There are as well a handful of essential vitamins which are found primarily in animal sources. The B-complex vitamins (riboflavin, thiamine, and niacin) help muscle tissue utilize the energy from food. They are found in high quantities in sea greens and whole grains. Vitamin B-12 is needed for the growth and repair of body cells. Aside from red meat, this vitamin can only be found in sea greens, nutritional yeast, soy, and fortified cereals. If your child is not eating these foods, they should take a vitamin B-12 supplement. Vitamin D, which is found in fortified milk, eggs, and fish is necessary for bone formation and calcium absorption. Vitamin D deficiency is actually common in children and is responsible for poorly formed and weak bones. Sunlight is the number one source of vitamin D; about fifteen minutes of sun exposure two to three times a week is enough. Food sources include fortified soy milk and fortified cereals.
Please continue on to page two of this article to learn about natural supplements that can help ensure your vegetarian child is getting all the nutrients they need.

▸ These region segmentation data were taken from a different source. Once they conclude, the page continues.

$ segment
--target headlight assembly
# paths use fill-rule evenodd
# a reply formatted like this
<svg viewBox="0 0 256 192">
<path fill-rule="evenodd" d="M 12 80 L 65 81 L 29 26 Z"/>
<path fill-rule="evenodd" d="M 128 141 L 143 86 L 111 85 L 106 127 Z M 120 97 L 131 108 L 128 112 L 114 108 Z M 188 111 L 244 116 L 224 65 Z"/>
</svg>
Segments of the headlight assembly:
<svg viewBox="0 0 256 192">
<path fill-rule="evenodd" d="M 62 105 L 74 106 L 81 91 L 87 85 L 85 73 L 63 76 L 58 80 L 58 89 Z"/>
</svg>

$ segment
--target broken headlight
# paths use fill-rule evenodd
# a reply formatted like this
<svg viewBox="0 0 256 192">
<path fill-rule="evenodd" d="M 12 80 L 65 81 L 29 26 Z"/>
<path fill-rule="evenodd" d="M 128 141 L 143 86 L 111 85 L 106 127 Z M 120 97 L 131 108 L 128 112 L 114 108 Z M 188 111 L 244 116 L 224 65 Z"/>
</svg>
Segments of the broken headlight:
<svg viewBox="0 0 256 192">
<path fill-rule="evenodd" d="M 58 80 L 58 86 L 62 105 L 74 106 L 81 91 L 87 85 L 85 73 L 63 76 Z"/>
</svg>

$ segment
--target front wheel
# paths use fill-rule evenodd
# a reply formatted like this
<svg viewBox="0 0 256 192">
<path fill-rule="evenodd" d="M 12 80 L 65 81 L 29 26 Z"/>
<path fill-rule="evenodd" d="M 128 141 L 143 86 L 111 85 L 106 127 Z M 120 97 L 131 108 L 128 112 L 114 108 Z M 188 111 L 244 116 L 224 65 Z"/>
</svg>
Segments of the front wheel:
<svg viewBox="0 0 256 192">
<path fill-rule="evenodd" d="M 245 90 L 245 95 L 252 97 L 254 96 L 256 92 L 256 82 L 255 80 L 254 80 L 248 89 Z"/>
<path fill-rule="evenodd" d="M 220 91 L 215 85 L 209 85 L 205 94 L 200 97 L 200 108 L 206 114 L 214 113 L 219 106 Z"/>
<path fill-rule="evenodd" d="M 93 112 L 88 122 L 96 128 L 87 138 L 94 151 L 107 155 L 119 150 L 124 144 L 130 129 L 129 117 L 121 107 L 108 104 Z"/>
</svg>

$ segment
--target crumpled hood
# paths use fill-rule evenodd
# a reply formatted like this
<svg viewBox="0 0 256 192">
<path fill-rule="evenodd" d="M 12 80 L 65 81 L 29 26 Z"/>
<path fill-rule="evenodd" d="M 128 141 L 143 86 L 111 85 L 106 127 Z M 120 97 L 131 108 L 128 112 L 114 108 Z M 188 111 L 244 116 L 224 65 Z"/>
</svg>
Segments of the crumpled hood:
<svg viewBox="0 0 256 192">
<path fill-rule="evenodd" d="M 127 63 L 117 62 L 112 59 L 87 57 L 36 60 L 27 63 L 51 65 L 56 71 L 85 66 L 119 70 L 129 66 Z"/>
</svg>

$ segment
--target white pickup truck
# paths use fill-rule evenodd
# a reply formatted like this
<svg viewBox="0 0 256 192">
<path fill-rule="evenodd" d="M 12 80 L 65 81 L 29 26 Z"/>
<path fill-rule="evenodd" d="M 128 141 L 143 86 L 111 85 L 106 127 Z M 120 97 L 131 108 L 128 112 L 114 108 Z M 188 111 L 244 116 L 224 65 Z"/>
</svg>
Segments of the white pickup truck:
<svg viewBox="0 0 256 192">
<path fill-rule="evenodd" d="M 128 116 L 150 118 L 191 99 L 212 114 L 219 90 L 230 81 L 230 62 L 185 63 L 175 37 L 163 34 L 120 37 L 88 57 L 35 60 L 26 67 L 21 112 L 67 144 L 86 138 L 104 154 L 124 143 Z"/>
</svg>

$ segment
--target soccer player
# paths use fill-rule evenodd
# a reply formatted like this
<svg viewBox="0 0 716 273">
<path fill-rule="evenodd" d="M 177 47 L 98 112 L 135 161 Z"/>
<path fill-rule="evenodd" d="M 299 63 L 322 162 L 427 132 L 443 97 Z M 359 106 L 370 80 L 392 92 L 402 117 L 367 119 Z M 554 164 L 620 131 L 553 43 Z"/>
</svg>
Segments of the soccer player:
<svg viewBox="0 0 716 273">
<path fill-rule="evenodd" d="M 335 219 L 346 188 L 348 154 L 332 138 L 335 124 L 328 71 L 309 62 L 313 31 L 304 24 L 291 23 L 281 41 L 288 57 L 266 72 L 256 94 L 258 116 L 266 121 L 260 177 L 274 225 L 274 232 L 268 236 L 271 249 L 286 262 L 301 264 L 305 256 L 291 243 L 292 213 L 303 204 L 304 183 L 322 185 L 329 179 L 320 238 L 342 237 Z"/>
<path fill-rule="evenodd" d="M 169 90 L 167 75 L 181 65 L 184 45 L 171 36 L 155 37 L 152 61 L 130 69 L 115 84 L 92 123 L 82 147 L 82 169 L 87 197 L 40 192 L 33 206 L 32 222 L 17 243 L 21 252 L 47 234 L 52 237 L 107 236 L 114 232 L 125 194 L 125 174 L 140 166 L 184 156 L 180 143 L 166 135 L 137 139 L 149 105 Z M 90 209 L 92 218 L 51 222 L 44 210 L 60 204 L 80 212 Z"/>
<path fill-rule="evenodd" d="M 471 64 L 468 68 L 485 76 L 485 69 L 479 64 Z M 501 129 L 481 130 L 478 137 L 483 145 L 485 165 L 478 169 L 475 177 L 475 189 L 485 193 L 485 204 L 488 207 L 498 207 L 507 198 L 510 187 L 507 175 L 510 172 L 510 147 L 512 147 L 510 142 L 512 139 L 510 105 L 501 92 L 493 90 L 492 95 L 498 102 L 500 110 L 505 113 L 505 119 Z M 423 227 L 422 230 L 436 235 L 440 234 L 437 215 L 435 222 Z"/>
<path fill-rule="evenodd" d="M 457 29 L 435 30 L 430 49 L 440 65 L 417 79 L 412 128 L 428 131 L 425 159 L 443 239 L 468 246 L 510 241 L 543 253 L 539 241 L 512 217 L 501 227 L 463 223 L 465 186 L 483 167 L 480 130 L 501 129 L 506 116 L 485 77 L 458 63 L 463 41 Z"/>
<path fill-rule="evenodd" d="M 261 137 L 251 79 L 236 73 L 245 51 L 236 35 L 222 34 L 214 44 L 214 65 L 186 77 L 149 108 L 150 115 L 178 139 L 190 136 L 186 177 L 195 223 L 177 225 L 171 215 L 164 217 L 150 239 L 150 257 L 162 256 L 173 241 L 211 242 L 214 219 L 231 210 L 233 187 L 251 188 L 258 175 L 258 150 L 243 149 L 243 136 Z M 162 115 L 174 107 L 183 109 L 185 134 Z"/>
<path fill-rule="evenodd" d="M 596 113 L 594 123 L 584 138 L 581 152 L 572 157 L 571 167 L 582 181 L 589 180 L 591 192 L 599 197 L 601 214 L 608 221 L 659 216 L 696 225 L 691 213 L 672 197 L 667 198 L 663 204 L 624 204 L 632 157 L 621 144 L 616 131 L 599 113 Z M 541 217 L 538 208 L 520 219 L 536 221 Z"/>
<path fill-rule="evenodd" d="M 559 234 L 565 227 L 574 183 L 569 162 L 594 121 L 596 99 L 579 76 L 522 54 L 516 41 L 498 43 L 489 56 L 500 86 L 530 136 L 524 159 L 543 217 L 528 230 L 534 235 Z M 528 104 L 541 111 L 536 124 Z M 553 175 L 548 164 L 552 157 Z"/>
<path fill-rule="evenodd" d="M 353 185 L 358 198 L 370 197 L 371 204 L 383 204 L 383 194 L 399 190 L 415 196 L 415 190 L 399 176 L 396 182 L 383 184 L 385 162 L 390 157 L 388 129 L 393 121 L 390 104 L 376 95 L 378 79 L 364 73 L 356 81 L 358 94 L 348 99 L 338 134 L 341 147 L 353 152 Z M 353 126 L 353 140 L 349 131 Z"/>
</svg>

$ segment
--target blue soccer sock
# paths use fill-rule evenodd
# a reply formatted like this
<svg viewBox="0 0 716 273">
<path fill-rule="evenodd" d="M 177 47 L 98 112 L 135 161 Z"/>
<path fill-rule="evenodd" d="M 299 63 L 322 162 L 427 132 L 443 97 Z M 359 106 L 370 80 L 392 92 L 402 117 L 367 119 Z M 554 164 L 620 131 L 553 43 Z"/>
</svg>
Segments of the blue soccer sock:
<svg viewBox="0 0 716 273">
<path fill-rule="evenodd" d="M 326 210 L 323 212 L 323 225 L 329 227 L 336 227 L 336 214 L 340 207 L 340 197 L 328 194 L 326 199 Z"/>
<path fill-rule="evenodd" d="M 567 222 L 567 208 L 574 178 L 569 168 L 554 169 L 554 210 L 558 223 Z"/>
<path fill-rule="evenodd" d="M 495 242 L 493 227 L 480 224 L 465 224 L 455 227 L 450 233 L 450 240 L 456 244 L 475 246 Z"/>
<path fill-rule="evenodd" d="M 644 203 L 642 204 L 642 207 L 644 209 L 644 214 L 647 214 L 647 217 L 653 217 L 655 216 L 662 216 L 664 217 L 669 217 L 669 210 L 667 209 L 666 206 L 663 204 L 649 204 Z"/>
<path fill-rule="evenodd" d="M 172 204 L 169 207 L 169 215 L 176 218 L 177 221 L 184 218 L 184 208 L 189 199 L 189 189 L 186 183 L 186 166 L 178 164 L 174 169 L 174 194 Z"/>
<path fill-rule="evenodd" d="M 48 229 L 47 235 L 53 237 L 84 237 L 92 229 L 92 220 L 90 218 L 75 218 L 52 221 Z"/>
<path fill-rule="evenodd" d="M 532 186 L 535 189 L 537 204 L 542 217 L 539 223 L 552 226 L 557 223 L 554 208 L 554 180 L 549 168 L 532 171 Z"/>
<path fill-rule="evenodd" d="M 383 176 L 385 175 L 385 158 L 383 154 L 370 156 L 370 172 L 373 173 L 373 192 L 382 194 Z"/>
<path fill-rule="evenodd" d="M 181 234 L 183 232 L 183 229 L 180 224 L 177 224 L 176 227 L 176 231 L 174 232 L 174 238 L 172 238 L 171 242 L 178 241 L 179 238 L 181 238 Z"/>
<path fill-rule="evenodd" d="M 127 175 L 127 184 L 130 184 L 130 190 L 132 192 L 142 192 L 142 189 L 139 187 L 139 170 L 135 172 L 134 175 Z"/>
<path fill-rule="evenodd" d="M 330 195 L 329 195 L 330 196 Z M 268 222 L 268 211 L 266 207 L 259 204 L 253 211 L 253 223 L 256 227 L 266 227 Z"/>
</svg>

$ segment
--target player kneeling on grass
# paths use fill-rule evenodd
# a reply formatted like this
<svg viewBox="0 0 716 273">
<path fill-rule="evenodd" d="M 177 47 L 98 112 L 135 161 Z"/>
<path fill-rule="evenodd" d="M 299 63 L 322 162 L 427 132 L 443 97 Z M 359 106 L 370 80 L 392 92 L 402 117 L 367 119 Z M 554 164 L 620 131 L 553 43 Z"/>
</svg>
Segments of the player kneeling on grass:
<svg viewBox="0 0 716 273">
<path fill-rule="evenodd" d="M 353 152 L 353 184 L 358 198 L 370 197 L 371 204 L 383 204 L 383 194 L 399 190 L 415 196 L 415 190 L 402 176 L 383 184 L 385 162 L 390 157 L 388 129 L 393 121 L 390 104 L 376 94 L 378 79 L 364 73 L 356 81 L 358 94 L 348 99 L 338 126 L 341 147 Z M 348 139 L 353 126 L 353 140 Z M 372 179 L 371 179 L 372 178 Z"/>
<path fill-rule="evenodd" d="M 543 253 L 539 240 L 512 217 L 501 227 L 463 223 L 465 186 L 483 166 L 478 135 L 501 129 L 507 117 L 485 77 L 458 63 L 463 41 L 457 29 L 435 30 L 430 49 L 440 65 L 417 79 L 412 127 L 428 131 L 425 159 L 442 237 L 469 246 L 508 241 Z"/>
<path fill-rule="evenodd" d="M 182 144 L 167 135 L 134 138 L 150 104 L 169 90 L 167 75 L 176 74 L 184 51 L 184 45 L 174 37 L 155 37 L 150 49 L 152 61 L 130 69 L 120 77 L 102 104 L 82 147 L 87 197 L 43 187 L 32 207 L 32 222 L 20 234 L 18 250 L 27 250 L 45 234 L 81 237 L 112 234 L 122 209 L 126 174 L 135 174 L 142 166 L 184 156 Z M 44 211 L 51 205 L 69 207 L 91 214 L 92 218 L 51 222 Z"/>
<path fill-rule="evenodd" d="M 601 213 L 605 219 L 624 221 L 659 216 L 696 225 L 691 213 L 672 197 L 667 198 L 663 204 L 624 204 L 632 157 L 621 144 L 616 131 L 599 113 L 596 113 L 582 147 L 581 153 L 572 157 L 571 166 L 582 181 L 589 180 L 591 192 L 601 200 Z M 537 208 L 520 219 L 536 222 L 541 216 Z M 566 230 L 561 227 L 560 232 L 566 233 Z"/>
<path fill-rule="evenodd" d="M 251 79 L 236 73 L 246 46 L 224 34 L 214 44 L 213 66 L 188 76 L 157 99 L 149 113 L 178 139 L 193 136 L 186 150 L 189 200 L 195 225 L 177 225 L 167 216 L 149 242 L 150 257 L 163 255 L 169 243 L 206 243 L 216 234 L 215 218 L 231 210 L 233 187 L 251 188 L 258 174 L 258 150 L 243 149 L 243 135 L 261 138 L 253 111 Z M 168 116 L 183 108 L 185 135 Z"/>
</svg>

Natural Supplements for Vegetarian Children
Herbal sources of iron, calcium, and zinc, as well as a broad range of vitamins, such as vitamins A, C, and K, include dandelion, alfalfa, and nettles. If you have any doubt that a vegetarian diet for children is lacking in nutrition, supplementing with herbs is an ideal way to ensure optimum nutrition. Many children won’t enjoy the bitter taste of these herbal teas, but in tincture form they can be diluted in fruit juice.
Some sea greens, known as super greens, also provide the necessary spectrum of nutrition that a vegetarian child may be missing. Chlorella, a single-celled water grown algae is high in protein, carbohydrates, all the B vitamins, vitamins C, E, amino acids, and rare trace minerals. Chlorella has more vitamin B-12 than most meat sources. It can be found in capsule or tincture form in any health food store.
Many vegetarians use nutritional yeast to supplement their diet. Nutritional yeast is an inactive yeast that can be added to foods, adding a cheese-like flavor, and a full dose of nutrition. Rich with all of the B vitamins and protein, it can be sprinkled into sauces, sautes, and soups. Nutritional yeast is also sold at health food stores.
Teaching your child how to be health conscious, provides them the tools they need to make beneficial decisions as adults. Ultimately, healthy eating for vegetarian kids is possible as long as all nutritional needs are met. It does require extra effort, possibly supplementation, and creative cooking, but kids who don’t eat meat are healthy too!
Page, Linda. Healthy Healing: A Guide to Self-Healing for Everyone. 11th Edition (Traditional Wisdom, 2003).